Gary Thomas is a cowboy.

Sad Swamps is a less good name for a more good Us Kids Know.


Photo by Ndaxola Nkalashe. White people are allowed to call him "Dux".

On the usual note, here's something that will make your junk thunk:

Biscope - Ol Dirty (Shimmy Shimmy Ya Dubstep Remix) (Mediafire)

When I first heard Biscope, I have to say I wasn't much impressed. It came almost two years after Kode9 + the Spaceape ate my personality, and wasn't heavy enough, wobbly enough, pyschedelic enough or fat enough. Not nearly, nearly fat enough. Especially coming from the brothers Rum[mmmmm]ney, it felt a bit halfass. However, I was wonderfully wrong.

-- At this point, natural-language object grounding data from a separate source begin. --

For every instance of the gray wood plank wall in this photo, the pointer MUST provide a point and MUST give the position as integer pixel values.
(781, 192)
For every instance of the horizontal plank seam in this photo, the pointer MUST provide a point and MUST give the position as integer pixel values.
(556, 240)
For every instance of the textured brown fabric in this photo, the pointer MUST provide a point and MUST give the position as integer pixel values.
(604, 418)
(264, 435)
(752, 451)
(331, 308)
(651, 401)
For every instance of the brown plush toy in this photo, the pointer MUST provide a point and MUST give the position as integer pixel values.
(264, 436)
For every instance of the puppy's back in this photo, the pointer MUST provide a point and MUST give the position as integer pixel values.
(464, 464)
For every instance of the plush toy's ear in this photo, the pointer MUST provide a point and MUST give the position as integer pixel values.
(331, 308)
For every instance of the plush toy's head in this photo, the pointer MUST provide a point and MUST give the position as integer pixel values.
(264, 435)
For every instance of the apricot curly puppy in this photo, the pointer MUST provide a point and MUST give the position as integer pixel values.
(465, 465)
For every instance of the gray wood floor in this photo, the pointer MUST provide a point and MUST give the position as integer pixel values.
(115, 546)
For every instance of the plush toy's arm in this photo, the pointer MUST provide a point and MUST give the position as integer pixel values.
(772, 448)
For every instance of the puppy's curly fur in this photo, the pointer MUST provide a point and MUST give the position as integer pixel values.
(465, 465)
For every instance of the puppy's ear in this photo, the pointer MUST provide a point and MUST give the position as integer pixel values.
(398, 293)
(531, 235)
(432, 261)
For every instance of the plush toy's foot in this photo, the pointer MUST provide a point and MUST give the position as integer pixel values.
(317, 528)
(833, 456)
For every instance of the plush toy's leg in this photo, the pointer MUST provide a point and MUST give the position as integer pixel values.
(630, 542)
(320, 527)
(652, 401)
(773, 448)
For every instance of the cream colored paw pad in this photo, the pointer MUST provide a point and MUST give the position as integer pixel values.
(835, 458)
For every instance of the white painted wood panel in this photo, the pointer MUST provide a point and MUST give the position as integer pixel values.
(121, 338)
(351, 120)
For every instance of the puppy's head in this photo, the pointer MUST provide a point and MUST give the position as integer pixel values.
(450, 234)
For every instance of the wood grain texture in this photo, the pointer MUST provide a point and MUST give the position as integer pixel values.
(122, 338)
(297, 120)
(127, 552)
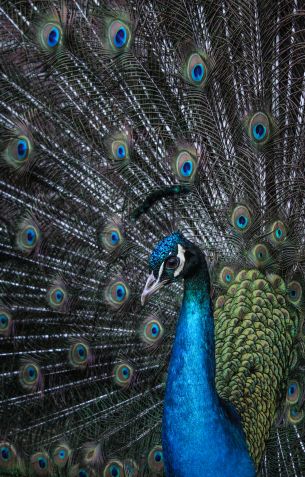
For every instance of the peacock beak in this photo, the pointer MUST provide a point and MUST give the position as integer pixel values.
(152, 285)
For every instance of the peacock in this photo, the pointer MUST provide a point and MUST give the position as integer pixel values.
(152, 214)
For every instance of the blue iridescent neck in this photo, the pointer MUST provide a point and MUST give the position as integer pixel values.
(201, 434)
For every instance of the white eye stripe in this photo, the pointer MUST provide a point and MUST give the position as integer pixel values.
(181, 256)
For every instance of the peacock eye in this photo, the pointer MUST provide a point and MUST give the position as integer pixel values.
(114, 468)
(119, 35)
(22, 149)
(185, 166)
(123, 374)
(7, 455)
(79, 354)
(259, 128)
(61, 455)
(155, 459)
(172, 263)
(51, 35)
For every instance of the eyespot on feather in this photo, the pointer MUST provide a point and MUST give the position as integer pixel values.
(185, 166)
(260, 255)
(151, 331)
(226, 276)
(120, 150)
(28, 236)
(278, 232)
(114, 468)
(155, 459)
(241, 218)
(123, 374)
(111, 236)
(30, 376)
(79, 354)
(295, 292)
(6, 322)
(40, 464)
(259, 128)
(295, 414)
(117, 293)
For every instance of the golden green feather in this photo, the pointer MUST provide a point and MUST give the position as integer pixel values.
(254, 331)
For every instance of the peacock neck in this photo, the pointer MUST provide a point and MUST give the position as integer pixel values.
(197, 432)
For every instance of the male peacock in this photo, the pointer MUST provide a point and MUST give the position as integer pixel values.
(123, 122)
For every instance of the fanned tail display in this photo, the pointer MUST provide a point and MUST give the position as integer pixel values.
(121, 123)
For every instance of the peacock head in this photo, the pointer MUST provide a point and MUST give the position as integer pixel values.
(173, 258)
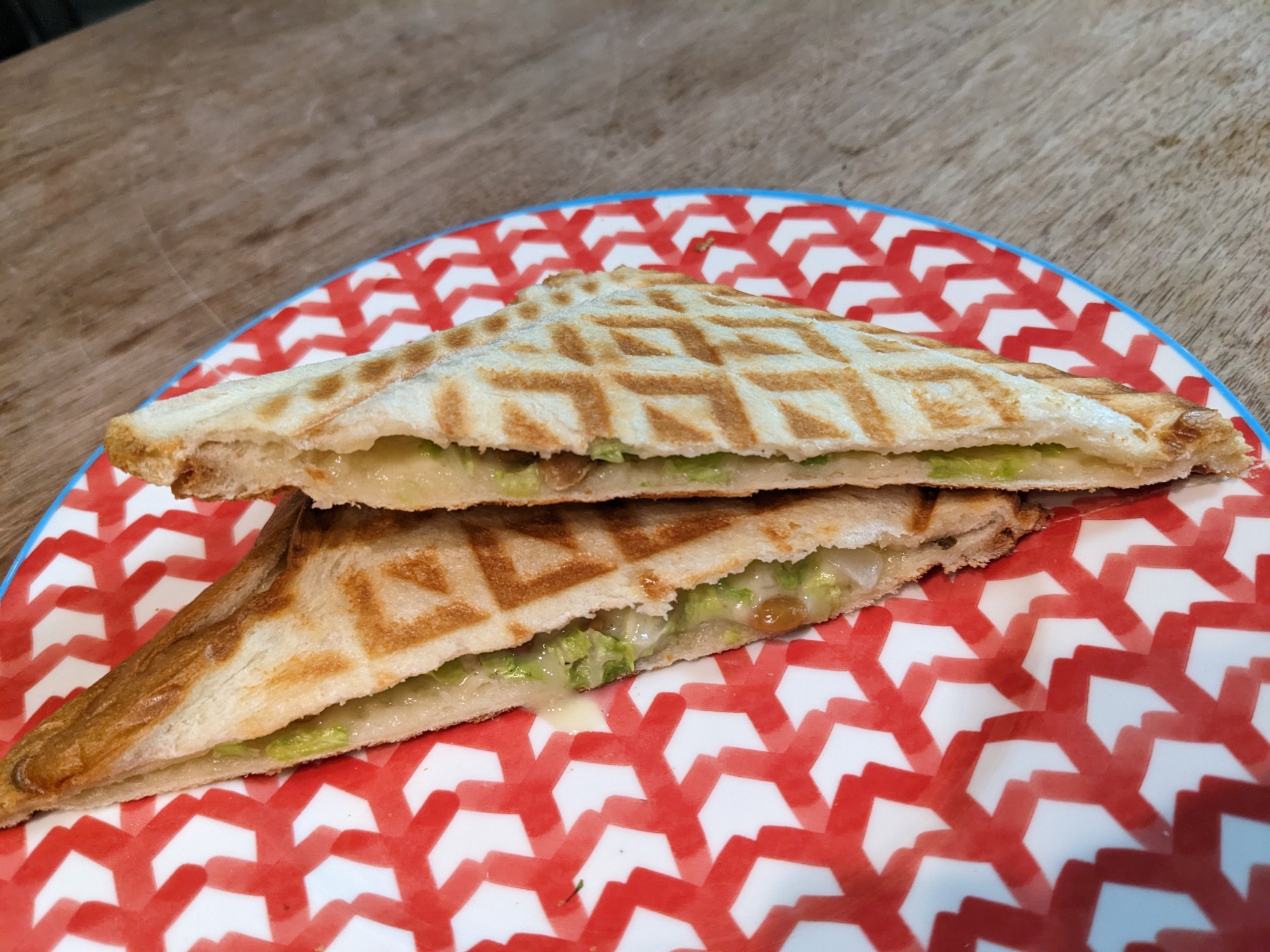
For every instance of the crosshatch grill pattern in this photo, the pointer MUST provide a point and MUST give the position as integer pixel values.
(1067, 750)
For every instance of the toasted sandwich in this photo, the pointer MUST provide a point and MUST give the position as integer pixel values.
(643, 384)
(354, 626)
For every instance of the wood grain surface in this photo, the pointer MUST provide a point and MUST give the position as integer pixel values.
(173, 172)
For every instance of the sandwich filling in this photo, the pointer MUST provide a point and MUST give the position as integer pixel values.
(408, 473)
(764, 600)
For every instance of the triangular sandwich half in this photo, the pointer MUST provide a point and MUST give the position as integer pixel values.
(352, 626)
(639, 384)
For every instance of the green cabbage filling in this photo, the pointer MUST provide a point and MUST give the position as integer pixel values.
(299, 744)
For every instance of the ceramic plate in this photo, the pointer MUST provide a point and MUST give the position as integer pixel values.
(1066, 750)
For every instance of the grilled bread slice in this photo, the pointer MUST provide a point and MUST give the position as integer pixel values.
(352, 626)
(641, 384)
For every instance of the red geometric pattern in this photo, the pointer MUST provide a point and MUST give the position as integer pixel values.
(1065, 751)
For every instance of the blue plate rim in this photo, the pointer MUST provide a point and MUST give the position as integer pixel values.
(623, 197)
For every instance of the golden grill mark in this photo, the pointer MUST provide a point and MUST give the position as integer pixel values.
(375, 370)
(451, 411)
(304, 670)
(844, 381)
(718, 389)
(512, 590)
(418, 355)
(805, 426)
(666, 300)
(582, 390)
(382, 635)
(524, 430)
(812, 338)
(686, 331)
(570, 343)
(671, 430)
(422, 568)
(1187, 430)
(327, 388)
(459, 338)
(636, 541)
(886, 346)
(947, 414)
(634, 346)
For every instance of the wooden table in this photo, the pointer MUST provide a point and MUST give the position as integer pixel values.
(171, 173)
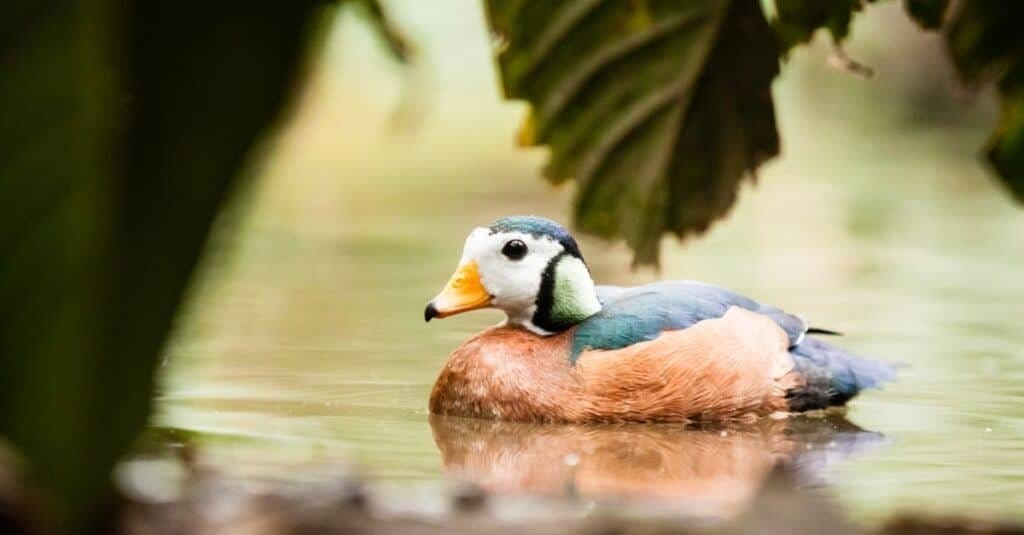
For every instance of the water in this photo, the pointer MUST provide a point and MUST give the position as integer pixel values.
(303, 344)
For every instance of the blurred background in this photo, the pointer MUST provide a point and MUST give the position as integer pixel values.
(303, 342)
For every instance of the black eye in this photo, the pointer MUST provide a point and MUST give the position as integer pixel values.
(514, 249)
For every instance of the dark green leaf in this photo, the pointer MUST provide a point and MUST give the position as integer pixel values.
(796, 21)
(928, 13)
(656, 109)
(985, 42)
(128, 122)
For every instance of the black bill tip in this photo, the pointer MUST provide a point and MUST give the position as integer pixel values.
(430, 313)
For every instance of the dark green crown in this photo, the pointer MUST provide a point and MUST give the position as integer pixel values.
(538, 227)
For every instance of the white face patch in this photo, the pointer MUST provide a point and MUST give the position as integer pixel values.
(513, 284)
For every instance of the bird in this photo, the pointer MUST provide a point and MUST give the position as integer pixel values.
(571, 351)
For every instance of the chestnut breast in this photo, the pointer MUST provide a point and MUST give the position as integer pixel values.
(734, 367)
(507, 373)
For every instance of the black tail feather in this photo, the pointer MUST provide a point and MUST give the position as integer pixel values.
(819, 330)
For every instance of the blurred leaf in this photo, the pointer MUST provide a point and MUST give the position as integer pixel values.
(656, 109)
(129, 122)
(385, 29)
(928, 13)
(796, 21)
(985, 42)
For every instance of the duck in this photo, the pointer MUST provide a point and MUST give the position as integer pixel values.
(571, 351)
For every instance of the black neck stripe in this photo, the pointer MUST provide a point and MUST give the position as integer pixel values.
(546, 298)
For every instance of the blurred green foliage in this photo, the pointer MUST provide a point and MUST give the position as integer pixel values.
(125, 126)
(987, 44)
(657, 109)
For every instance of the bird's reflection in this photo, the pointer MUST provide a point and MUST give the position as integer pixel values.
(712, 470)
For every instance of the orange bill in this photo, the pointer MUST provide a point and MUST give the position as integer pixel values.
(462, 293)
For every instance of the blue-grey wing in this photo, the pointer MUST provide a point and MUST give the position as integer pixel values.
(633, 315)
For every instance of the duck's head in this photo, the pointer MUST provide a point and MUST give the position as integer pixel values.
(528, 266)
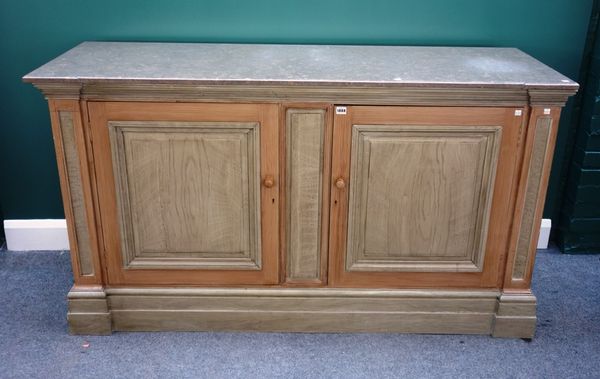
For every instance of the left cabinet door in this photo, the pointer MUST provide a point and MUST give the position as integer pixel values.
(187, 193)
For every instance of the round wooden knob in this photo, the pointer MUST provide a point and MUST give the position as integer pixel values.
(269, 181)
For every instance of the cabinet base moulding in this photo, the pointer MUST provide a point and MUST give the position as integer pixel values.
(101, 311)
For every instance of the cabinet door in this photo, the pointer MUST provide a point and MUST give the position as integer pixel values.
(422, 196)
(187, 193)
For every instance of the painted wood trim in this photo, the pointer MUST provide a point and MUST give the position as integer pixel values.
(351, 95)
(537, 161)
(94, 310)
(267, 115)
(72, 158)
(502, 201)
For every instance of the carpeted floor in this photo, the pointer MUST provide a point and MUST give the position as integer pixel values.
(34, 342)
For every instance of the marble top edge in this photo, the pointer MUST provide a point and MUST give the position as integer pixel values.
(319, 65)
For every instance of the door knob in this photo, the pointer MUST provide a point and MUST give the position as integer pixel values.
(269, 181)
(340, 183)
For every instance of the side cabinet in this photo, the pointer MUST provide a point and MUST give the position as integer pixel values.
(300, 188)
(188, 193)
(419, 195)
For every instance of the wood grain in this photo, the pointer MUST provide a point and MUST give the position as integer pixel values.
(305, 132)
(188, 193)
(536, 165)
(420, 197)
(303, 310)
(73, 165)
(500, 212)
(263, 220)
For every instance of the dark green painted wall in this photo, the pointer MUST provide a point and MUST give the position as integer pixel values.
(33, 32)
(579, 228)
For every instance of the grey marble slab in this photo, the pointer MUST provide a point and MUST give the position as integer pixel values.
(143, 62)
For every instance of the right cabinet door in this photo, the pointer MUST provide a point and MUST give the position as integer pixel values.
(422, 196)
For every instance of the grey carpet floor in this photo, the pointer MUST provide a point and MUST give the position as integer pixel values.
(34, 342)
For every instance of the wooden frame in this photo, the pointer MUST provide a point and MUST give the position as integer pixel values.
(266, 115)
(324, 209)
(501, 212)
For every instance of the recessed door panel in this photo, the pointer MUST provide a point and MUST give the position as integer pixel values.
(189, 192)
(418, 195)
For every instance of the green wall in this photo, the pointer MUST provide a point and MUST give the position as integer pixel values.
(33, 32)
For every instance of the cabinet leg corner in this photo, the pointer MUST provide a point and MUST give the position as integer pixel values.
(515, 316)
(88, 311)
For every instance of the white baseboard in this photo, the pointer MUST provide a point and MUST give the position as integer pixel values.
(544, 233)
(25, 235)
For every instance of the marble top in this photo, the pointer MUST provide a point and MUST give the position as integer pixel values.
(199, 63)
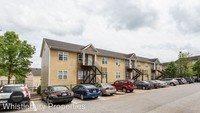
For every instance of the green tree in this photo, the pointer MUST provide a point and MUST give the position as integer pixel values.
(184, 65)
(171, 70)
(14, 56)
(196, 67)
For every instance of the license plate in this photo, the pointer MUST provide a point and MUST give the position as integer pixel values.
(64, 94)
(3, 101)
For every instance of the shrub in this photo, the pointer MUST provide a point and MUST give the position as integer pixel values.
(39, 90)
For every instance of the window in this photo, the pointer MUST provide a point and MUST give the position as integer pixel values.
(146, 65)
(62, 75)
(104, 60)
(80, 58)
(117, 74)
(126, 63)
(104, 74)
(138, 64)
(80, 75)
(127, 75)
(63, 55)
(117, 61)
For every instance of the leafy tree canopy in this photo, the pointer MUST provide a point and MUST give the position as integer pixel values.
(14, 56)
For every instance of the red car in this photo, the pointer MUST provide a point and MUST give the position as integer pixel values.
(125, 85)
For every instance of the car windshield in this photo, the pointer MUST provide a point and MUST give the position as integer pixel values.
(145, 82)
(105, 84)
(12, 88)
(89, 86)
(59, 88)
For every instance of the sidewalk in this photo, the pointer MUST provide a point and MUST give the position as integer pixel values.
(35, 97)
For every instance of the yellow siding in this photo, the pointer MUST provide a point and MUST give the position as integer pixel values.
(45, 67)
(112, 68)
(70, 66)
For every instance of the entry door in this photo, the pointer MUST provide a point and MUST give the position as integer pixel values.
(89, 60)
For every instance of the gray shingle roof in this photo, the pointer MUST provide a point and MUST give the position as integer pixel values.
(77, 48)
(36, 71)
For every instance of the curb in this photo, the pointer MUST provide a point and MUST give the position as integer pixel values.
(35, 99)
(120, 93)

Dubstep and an ODB sample can't lie too flat, I guess, but this itchy-scratchy wobbly-filthy piece of multi-layered hot yum is pretty exceptional. The real appeal of dubstep, in Colleensville, is the combination of the invasive, physical bass and the delicate, tricksy little Noises in the treble and your mind. In this track, Biscope (I like that joke too.) get the duality, and add their own particular funky, uncomfortable, catchy, friendly bite. Nice. Real nice.

And the moral of the folklore is:
People are important, and so are machines.